3. Meningkatkan pemberdayaan perangkat-perangkat pendukung dalam pencegahan korupsi. Tujuannya adalah untuk menegakan prinsip “rule of law,” memperkuatbudaya hukum dan memberdayakan masyarakat dalam proses pemberantasan korupsi. Langkah-langkah prioritas ditujukan pada Peningkatan Kesadaran dan Partisipasi Masyarakat dan Penyempurnaan Materi Hukum Pendukung.

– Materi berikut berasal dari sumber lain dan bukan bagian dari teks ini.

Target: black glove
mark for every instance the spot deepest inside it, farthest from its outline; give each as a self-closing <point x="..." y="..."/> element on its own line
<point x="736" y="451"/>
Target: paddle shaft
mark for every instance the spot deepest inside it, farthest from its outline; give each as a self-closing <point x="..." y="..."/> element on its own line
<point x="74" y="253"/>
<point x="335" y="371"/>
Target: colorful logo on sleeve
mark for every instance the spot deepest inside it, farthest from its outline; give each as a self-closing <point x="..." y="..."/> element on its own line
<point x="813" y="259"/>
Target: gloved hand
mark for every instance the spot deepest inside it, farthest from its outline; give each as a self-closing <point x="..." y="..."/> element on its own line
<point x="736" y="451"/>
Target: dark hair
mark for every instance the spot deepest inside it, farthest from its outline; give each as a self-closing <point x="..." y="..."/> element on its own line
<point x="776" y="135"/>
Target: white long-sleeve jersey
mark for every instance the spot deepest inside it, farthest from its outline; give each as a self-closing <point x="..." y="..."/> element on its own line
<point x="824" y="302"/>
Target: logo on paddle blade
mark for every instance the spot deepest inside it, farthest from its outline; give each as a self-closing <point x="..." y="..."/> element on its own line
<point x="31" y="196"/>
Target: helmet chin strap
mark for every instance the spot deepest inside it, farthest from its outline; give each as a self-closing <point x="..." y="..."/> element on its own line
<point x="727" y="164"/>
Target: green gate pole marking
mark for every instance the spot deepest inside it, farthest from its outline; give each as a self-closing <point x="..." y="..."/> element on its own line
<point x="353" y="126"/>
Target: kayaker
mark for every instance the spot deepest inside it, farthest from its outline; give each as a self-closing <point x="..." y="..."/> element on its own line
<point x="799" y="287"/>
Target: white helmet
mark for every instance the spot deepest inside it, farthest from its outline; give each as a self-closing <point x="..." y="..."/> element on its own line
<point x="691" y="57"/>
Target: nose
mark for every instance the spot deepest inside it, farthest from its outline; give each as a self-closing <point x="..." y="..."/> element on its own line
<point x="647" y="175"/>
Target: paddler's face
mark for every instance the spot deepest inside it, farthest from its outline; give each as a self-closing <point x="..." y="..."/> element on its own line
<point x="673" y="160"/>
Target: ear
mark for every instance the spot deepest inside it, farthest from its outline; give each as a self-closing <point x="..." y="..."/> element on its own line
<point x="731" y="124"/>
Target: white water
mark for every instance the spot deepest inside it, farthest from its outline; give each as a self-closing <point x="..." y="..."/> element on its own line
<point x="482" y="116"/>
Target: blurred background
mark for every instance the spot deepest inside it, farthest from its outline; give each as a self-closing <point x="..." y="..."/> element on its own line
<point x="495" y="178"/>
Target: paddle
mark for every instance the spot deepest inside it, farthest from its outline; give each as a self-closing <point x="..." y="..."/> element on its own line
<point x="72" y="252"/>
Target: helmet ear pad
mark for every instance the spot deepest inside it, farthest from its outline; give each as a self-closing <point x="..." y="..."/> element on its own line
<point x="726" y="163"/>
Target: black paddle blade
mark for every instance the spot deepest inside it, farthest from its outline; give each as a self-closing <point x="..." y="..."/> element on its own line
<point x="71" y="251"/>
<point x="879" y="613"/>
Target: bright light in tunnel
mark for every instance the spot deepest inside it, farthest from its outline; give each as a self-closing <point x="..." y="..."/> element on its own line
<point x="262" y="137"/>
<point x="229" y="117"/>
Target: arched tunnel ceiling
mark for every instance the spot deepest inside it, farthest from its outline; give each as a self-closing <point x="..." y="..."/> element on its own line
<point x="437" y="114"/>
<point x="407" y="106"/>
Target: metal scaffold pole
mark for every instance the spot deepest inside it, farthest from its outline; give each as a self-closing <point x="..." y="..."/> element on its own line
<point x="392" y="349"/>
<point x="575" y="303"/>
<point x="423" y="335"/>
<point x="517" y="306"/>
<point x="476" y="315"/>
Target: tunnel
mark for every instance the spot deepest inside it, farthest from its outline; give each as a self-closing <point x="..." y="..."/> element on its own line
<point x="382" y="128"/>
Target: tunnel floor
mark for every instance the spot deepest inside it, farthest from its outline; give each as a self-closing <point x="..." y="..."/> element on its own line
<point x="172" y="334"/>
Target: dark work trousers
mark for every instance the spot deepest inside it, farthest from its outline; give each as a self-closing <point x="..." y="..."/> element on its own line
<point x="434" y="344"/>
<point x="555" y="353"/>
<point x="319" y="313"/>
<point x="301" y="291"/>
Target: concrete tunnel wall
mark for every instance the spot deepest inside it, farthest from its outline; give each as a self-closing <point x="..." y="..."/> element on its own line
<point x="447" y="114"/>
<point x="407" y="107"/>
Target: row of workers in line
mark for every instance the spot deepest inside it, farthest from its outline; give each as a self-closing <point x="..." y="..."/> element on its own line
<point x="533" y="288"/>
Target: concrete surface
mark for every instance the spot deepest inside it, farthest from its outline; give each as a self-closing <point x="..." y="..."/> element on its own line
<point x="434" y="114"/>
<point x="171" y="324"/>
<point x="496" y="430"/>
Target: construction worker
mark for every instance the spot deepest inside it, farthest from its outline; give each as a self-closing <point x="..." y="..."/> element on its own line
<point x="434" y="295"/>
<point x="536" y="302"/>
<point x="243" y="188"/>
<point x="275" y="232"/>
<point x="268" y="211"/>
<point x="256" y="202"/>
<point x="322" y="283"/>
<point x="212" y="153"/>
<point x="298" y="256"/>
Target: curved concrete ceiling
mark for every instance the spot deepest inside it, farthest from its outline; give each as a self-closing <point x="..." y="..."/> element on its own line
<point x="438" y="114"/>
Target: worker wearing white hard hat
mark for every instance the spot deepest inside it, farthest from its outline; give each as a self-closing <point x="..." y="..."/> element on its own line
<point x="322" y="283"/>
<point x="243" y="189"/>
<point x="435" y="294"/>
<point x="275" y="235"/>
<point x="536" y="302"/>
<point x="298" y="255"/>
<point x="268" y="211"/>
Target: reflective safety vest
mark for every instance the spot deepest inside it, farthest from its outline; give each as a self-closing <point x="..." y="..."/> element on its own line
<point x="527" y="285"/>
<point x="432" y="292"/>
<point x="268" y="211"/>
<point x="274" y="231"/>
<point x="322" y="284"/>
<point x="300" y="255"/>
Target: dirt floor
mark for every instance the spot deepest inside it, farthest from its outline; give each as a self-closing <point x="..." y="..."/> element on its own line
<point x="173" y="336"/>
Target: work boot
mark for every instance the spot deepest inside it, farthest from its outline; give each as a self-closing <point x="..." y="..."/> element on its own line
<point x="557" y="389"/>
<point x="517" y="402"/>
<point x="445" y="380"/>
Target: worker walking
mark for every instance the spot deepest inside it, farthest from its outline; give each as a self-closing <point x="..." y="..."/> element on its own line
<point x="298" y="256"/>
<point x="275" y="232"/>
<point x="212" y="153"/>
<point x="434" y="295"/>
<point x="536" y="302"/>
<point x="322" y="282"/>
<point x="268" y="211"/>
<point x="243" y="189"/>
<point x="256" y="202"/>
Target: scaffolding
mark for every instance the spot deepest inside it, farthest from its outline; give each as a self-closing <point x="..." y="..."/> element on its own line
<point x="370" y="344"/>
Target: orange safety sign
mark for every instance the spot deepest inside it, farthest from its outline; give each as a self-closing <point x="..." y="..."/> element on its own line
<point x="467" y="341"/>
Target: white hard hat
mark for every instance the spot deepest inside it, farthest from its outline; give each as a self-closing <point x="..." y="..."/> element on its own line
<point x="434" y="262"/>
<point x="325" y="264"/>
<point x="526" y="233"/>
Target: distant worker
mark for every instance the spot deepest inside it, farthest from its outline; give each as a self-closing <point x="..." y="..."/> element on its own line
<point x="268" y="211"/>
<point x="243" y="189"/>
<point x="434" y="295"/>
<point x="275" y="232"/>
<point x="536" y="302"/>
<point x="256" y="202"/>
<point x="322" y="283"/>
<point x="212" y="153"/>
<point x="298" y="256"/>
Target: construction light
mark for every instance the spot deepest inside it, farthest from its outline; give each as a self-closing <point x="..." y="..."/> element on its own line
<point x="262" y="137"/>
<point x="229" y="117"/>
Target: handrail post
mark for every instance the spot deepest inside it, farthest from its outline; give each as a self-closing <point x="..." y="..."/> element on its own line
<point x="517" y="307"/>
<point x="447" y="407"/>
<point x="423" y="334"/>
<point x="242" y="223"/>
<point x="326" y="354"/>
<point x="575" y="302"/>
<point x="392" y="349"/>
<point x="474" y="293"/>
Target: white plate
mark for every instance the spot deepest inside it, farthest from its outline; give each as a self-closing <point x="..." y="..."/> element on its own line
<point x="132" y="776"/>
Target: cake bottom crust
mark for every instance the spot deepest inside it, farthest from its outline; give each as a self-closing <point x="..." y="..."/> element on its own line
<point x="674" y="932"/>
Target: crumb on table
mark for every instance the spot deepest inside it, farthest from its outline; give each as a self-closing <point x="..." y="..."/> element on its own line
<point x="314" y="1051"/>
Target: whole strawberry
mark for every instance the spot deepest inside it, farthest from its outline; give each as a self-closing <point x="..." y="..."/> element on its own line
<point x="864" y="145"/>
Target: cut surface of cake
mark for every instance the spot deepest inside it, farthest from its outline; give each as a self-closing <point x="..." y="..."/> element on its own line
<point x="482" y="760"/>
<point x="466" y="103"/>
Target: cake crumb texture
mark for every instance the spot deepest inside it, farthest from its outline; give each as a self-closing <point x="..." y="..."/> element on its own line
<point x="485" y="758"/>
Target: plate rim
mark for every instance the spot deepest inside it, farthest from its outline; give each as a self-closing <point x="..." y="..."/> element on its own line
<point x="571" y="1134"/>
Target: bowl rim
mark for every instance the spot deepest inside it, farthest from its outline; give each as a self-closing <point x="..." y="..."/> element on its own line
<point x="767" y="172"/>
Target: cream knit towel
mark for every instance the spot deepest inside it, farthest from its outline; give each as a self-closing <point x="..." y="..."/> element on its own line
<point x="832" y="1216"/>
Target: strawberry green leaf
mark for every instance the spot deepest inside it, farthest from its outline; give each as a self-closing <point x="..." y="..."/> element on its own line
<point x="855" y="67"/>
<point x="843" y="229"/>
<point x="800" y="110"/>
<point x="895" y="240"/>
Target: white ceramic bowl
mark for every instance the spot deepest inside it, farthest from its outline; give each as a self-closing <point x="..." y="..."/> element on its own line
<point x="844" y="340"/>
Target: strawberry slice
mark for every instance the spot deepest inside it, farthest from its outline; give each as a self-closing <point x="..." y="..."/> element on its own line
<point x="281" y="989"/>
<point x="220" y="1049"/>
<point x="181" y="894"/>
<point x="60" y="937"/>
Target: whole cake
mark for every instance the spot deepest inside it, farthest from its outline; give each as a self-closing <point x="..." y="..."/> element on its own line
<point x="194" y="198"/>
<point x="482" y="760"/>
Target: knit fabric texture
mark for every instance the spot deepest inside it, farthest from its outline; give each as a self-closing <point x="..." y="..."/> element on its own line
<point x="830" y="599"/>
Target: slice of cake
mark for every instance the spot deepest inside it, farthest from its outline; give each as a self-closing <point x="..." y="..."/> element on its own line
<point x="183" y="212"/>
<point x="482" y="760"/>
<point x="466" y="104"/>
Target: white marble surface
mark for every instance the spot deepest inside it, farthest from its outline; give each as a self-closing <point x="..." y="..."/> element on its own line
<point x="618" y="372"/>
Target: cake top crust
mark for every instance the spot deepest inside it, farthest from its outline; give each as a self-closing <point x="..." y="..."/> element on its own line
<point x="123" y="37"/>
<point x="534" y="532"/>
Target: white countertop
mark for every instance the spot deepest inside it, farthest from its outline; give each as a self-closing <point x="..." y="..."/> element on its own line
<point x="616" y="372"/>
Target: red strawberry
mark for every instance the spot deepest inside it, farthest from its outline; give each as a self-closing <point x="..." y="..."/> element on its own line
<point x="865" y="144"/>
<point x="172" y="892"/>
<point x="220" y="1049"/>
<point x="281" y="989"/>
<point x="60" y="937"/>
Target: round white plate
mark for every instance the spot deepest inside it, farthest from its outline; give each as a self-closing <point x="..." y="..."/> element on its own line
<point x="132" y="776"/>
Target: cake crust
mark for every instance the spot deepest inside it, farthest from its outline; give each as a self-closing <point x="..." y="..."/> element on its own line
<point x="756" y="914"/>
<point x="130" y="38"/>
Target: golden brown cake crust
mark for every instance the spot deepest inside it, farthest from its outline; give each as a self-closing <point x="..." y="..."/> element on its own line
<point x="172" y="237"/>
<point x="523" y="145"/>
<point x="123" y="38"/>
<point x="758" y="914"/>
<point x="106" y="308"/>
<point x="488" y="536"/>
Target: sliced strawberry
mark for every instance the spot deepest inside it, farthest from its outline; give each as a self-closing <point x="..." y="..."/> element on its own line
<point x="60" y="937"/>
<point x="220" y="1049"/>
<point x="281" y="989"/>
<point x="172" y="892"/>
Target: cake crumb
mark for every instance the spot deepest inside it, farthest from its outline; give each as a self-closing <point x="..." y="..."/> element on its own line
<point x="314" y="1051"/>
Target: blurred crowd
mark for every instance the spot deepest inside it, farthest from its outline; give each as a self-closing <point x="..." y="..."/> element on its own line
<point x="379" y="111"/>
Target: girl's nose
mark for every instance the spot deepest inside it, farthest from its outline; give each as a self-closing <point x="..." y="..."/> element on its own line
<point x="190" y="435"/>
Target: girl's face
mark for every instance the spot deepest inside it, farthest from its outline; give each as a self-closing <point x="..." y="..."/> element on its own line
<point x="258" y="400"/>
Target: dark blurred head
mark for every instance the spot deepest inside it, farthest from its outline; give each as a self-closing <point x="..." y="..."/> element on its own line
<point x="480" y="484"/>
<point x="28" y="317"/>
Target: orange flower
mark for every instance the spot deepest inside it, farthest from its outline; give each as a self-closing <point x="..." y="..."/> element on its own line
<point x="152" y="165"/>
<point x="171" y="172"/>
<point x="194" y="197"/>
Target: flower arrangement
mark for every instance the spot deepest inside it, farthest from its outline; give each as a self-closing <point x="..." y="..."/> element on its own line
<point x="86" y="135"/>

4. Tampaknya memasukan ke lembaga pemasyarakatan (penjara) bagi koruptor bukan merupakan cara yang menjerakan atau cara yang paling efektif untuk memberantas korupsi. Apalagi dalam praktik lembaga pemasyarakatan justru menjadi tempat yang tidak ada bedanya dengan tempat di luar lembaga pemasyarakatan asal nara pidan korupsi bisa membayar sejumlah uang untuk mendapatkan pelayanan dan fasilitas yang tidak beda dengan pelayanan dan fasilitas di luar lembaga pemasyarakatan. Oleh karena itu, muncul istilah lembaga pemasyarakatan dengan fasiltas dan pelayanan mewah. Melihat pada kondisi seperti ini, maka perlu dipikirkan cara lain agar orang merasa malu dan berpikir panjang untuk melakukan korupsi. Cara yang dapat dilakukan antara lain adanya ketentuan untuk mengumumkan putusan yang telah memperoleh kekuatan hukum tetap atas kasus korupsi melalui media masa. Ketentuan ini selain untuk memberikan informasi kepada publik juga sekaligus sebagai sanksi moral kepada pelaku tindak pidana korupsi. Selain itu, perlu juga ditambah sanksi pencabutan hak kepada terdakwa kasus korupsi. Hal ini sangat penting untuk memberikan pembelajaran bahwa pengemban jabatan publik adalah pribadi yang bermoral dan berintegritas tinggi.
Sumber: Puslatbang KHAN, PKA Angkatan II Tahun 2022 Kelompok IV.